On Mar 3, 2017, at 6:29 AM, Richard Hipp <d...@sqlite.org> wrote:
> 
> (1) When creating a new check-in, use the hash algorithm (SHA1 or
> SHA3) that is used by the primary parent check-in.

I’m not certain what “primary” means in this context.  I assume that it’s a 
distinction for cases where two “parents” exist, but what is the rule that 
determines which one is primary?

For instance, when you’re cherrypicking, I assume the primary is the branch the 
cherrypick is being applied to, rather than the branch the cherrypicked change 
came from.  Is that correct?

How about merges?  Is the primary parent the branch being merged into, rather 
than the branch being merged *in*?

If all of that is correct, then this behavior seems sensible: the ongoing 
branch in both cases keeps its hash default rather than being “tainted” by the 
donor branch.

> (2) Exception to (1) above:  Use SHA3 for new check-ins if the --sha3
> command-line option is used.

I’m confident that the vast majority of Fossil users don’t watch the mailing 
list, so they’ll be somewhat ignorant of the issues.  They may hear that Fossil 
now uses SHA3, and they’ll upgrade and assume they’re using stronger hashes 
now, without realizing that they need to make an affirmative step to switch to 
the new-style hashes.  Then years down the line, they’ll learn that all their 
checkins in that time are still SHA-1, and that there’s no easy way to go back 
and “fix” them, on purpose.

You can say that it’s fixed by documenting the change, but we all know how RTFM 
arguments play out.

On the other hand, it does provide a “don’t touch my tree” option to those who 
believe themselves informed and who wish not to upgrade anyway.

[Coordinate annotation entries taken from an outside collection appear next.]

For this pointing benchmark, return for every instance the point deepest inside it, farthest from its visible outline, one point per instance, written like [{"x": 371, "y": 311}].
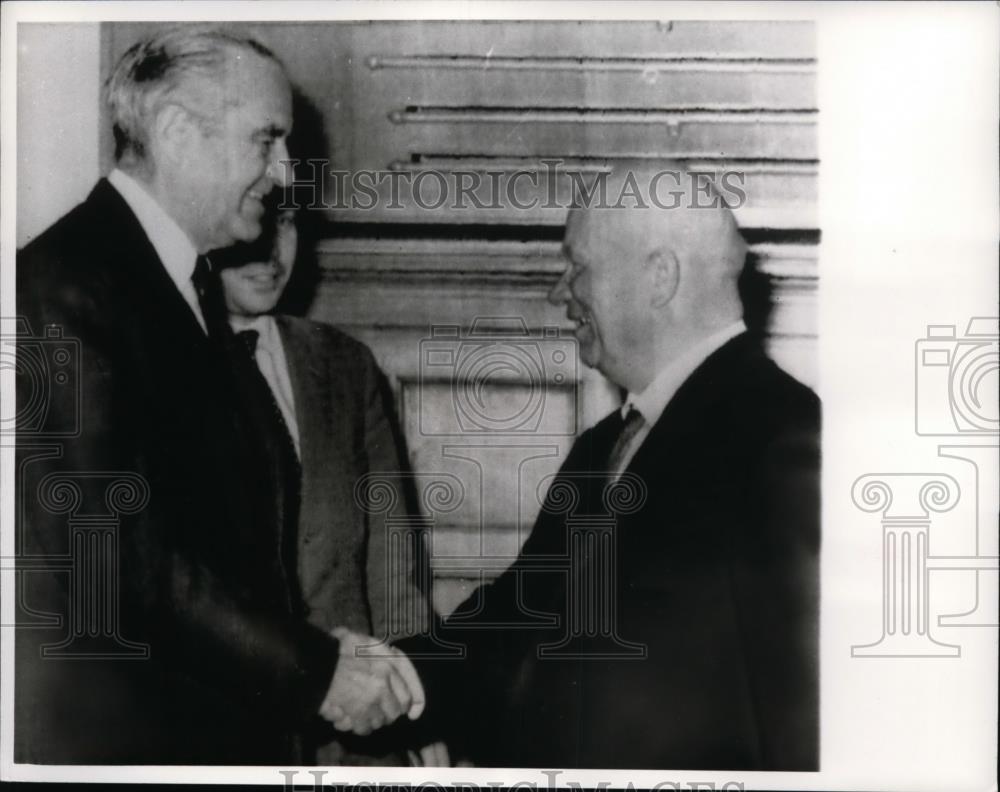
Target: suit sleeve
[
  {"x": 777, "y": 591},
  {"x": 169, "y": 596}
]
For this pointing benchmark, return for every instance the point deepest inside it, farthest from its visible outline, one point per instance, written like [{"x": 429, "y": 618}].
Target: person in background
[{"x": 338, "y": 409}]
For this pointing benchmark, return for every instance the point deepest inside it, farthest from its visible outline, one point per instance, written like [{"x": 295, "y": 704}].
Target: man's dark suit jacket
[
  {"x": 716, "y": 575},
  {"x": 206, "y": 573},
  {"x": 348, "y": 571}
]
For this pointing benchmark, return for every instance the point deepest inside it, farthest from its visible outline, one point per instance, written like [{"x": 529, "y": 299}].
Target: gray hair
[{"x": 156, "y": 69}]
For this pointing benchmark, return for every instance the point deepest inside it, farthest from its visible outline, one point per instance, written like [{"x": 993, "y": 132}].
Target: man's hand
[{"x": 372, "y": 686}]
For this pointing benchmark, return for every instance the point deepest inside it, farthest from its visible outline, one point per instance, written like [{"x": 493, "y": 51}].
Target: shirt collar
[
  {"x": 264, "y": 324},
  {"x": 172, "y": 245},
  {"x": 653, "y": 400}
]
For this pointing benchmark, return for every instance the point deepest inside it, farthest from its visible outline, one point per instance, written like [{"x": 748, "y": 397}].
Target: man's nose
[
  {"x": 559, "y": 293},
  {"x": 279, "y": 169}
]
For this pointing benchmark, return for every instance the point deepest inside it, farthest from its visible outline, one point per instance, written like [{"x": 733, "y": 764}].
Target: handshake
[{"x": 373, "y": 685}]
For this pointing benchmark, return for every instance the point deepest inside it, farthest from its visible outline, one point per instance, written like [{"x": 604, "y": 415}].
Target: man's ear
[
  {"x": 665, "y": 276},
  {"x": 173, "y": 130}
]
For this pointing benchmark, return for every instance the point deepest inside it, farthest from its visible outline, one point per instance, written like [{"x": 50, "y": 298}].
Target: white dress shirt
[
  {"x": 271, "y": 361},
  {"x": 172, "y": 245},
  {"x": 652, "y": 401}
]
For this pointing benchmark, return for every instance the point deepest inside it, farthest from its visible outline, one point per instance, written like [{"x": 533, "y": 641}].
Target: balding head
[{"x": 653, "y": 269}]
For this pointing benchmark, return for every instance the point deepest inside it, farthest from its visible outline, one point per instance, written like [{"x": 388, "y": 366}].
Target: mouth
[{"x": 265, "y": 277}]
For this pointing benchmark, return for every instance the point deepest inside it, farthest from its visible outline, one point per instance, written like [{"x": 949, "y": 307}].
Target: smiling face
[
  {"x": 603, "y": 289},
  {"x": 255, "y": 288},
  {"x": 236, "y": 160}
]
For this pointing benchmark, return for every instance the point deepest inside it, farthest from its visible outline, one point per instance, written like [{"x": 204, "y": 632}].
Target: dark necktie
[
  {"x": 208, "y": 287},
  {"x": 249, "y": 340},
  {"x": 630, "y": 427}
]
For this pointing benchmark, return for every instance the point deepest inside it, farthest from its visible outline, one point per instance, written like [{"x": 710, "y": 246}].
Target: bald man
[{"x": 684, "y": 635}]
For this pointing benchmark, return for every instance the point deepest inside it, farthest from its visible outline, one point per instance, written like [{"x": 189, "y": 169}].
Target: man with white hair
[
  {"x": 684, "y": 635},
  {"x": 194, "y": 646}
]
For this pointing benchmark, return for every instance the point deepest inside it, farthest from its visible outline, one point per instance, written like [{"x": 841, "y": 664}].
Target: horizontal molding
[
  {"x": 511, "y": 261},
  {"x": 460, "y": 162},
  {"x": 680, "y": 63},
  {"x": 591, "y": 115}
]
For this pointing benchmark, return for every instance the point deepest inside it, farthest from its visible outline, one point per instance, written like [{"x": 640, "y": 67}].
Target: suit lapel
[
  {"x": 709, "y": 384},
  {"x": 131, "y": 244},
  {"x": 321, "y": 445}
]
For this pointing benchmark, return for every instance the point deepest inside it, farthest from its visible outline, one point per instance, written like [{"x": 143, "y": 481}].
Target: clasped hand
[{"x": 372, "y": 686}]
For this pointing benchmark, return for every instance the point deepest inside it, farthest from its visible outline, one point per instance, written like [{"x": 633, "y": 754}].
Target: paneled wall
[{"x": 452, "y": 299}]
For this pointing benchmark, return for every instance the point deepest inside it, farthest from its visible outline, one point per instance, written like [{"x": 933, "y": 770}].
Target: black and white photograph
[{"x": 481, "y": 395}]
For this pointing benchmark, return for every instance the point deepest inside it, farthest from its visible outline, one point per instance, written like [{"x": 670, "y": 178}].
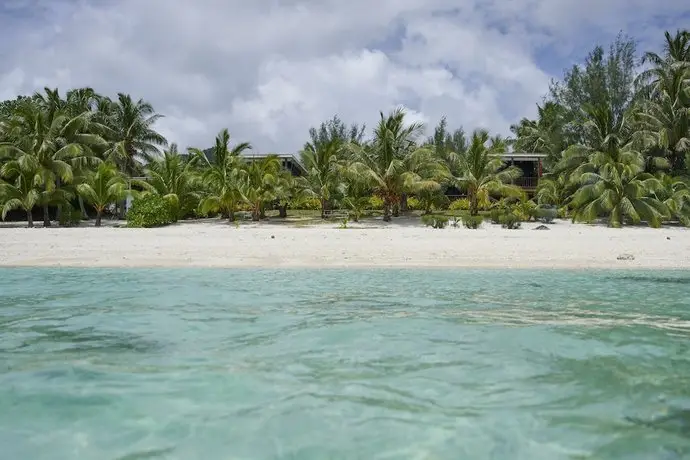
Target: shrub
[
  {"x": 150, "y": 211},
  {"x": 413, "y": 204},
  {"x": 461, "y": 204},
  {"x": 376, "y": 202},
  {"x": 510, "y": 220},
  {"x": 495, "y": 215},
  {"x": 70, "y": 217},
  {"x": 473, "y": 222},
  {"x": 306, "y": 204},
  {"x": 545, "y": 214},
  {"x": 434, "y": 221}
]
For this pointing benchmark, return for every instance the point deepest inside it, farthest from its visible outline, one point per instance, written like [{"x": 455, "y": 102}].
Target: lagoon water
[{"x": 343, "y": 364}]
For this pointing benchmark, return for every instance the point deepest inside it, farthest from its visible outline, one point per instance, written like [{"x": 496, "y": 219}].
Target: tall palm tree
[
  {"x": 223, "y": 174},
  {"x": 175, "y": 179},
  {"x": 546, "y": 134},
  {"x": 43, "y": 128},
  {"x": 393, "y": 162},
  {"x": 23, "y": 189},
  {"x": 611, "y": 177},
  {"x": 483, "y": 172},
  {"x": 323, "y": 162},
  {"x": 259, "y": 183},
  {"x": 103, "y": 187},
  {"x": 135, "y": 142}
]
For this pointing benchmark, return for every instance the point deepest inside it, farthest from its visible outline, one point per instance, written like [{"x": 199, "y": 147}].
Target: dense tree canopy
[{"x": 614, "y": 133}]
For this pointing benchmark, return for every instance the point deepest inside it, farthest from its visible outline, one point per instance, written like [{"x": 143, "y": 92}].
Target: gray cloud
[{"x": 269, "y": 70}]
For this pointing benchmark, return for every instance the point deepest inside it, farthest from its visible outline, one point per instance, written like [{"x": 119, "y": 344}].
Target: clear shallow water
[{"x": 338, "y": 364}]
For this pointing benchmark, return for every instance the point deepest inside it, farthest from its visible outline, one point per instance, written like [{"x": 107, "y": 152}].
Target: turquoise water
[{"x": 337, "y": 364}]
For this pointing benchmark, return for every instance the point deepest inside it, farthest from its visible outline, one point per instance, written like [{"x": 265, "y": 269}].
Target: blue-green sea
[{"x": 344, "y": 364}]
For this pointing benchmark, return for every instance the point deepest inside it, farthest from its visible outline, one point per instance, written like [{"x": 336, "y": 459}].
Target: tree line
[{"x": 615, "y": 132}]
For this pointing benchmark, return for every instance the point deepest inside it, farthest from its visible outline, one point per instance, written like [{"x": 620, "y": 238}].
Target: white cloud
[{"x": 269, "y": 70}]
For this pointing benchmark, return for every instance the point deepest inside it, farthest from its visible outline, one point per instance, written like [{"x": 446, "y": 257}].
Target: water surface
[{"x": 343, "y": 364}]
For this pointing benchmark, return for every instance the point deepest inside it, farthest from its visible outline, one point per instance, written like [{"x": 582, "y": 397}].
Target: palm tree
[
  {"x": 483, "y": 172},
  {"x": 23, "y": 189},
  {"x": 675, "y": 195},
  {"x": 611, "y": 178},
  {"x": 134, "y": 140},
  {"x": 259, "y": 183},
  {"x": 43, "y": 128},
  {"x": 393, "y": 163},
  {"x": 103, "y": 187},
  {"x": 323, "y": 165},
  {"x": 544, "y": 135},
  {"x": 223, "y": 174},
  {"x": 175, "y": 179}
]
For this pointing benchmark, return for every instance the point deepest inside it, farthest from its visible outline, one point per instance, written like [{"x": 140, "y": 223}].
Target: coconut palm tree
[
  {"x": 323, "y": 162},
  {"x": 223, "y": 173},
  {"x": 483, "y": 173},
  {"x": 612, "y": 181},
  {"x": 134, "y": 141},
  {"x": 42, "y": 128},
  {"x": 259, "y": 183},
  {"x": 23, "y": 189},
  {"x": 675, "y": 195},
  {"x": 103, "y": 187},
  {"x": 175, "y": 179},
  {"x": 393, "y": 163}
]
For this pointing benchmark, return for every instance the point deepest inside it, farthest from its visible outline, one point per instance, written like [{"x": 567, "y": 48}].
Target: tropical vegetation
[{"x": 613, "y": 135}]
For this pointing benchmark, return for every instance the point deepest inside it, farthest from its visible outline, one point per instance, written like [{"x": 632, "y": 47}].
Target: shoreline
[{"x": 404, "y": 244}]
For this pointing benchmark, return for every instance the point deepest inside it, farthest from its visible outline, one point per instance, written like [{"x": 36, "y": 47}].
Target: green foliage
[
  {"x": 306, "y": 204},
  {"x": 472, "y": 222},
  {"x": 413, "y": 204},
  {"x": 376, "y": 202},
  {"x": 461, "y": 204},
  {"x": 150, "y": 211},
  {"x": 435, "y": 221},
  {"x": 510, "y": 220},
  {"x": 545, "y": 214}
]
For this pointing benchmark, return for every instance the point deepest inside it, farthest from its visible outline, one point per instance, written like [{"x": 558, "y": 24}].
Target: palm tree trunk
[
  {"x": 46, "y": 216},
  {"x": 282, "y": 211},
  {"x": 82, "y": 208}
]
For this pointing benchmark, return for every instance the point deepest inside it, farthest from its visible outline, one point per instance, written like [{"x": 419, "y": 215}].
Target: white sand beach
[{"x": 404, "y": 243}]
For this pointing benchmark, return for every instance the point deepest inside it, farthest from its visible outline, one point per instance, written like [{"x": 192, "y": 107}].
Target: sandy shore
[{"x": 401, "y": 244}]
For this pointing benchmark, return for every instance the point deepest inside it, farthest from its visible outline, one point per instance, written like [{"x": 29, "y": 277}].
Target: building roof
[{"x": 523, "y": 156}]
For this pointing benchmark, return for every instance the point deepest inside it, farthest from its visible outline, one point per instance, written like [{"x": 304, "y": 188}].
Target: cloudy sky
[{"x": 269, "y": 69}]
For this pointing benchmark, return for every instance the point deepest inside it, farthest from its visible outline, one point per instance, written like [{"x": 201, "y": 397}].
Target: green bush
[
  {"x": 150, "y": 211},
  {"x": 510, "y": 220},
  {"x": 545, "y": 214},
  {"x": 413, "y": 204},
  {"x": 461, "y": 204},
  {"x": 473, "y": 222},
  {"x": 434, "y": 221},
  {"x": 376, "y": 202},
  {"x": 306, "y": 204},
  {"x": 70, "y": 216},
  {"x": 495, "y": 215}
]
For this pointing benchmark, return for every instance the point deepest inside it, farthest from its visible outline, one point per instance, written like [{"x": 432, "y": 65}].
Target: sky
[{"x": 269, "y": 69}]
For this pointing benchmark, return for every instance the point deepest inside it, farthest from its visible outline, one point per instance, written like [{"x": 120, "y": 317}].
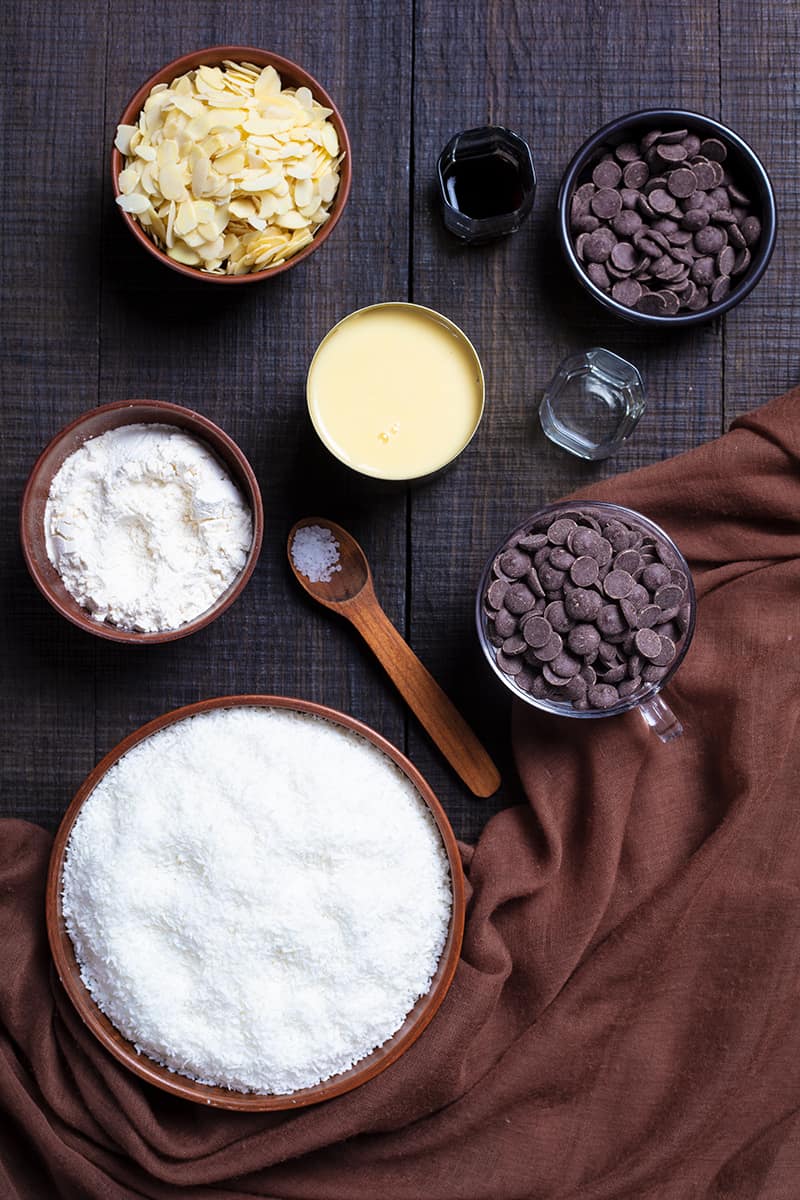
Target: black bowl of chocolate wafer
[{"x": 667, "y": 217}]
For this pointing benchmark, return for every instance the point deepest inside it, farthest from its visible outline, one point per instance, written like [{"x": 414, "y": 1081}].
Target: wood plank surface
[{"x": 89, "y": 318}]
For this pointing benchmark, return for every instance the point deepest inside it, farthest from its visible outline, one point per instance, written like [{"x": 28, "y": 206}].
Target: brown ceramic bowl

I can see both sides.  It’s a tough choice.

I suppose given the alternative — someone in the latter camp forking Fossil 1.x 
— this is a better choice.

> (3) New repositories are initialized using SHA3

That’s good.  It solves my “defaults matter” concern.  Hopefully the vast 
majority of *future* Fossil users haven’t even started using it yet, so that 
over time, we’ll still end up with a majority of SHA3-based repos.

Maybe there should be a “fossil init --sha1” option for the technologically 
conservative.

> (4) When new content is added by means other than a check-in
> (examples: cluster artifacts added by the server on a sync, Wiki
> pages, ticket attachments, or unversioned content files) then use the
> hash algorithm that was used by the most recent check-in.

That’s kind of random.

If my trunk is SHA3 because I’ve remembered to give --sha3 on a recent checkin 
and my old stable branches are still SHA1 because I update them less than once 
a month on average, my non-checkin artifacts are going to use both until I get 
around to modifying each stable branch at least once while also remembering to 
update the hash algorithm.

I think it would be better to use the hash style of tip-of-trunk instead.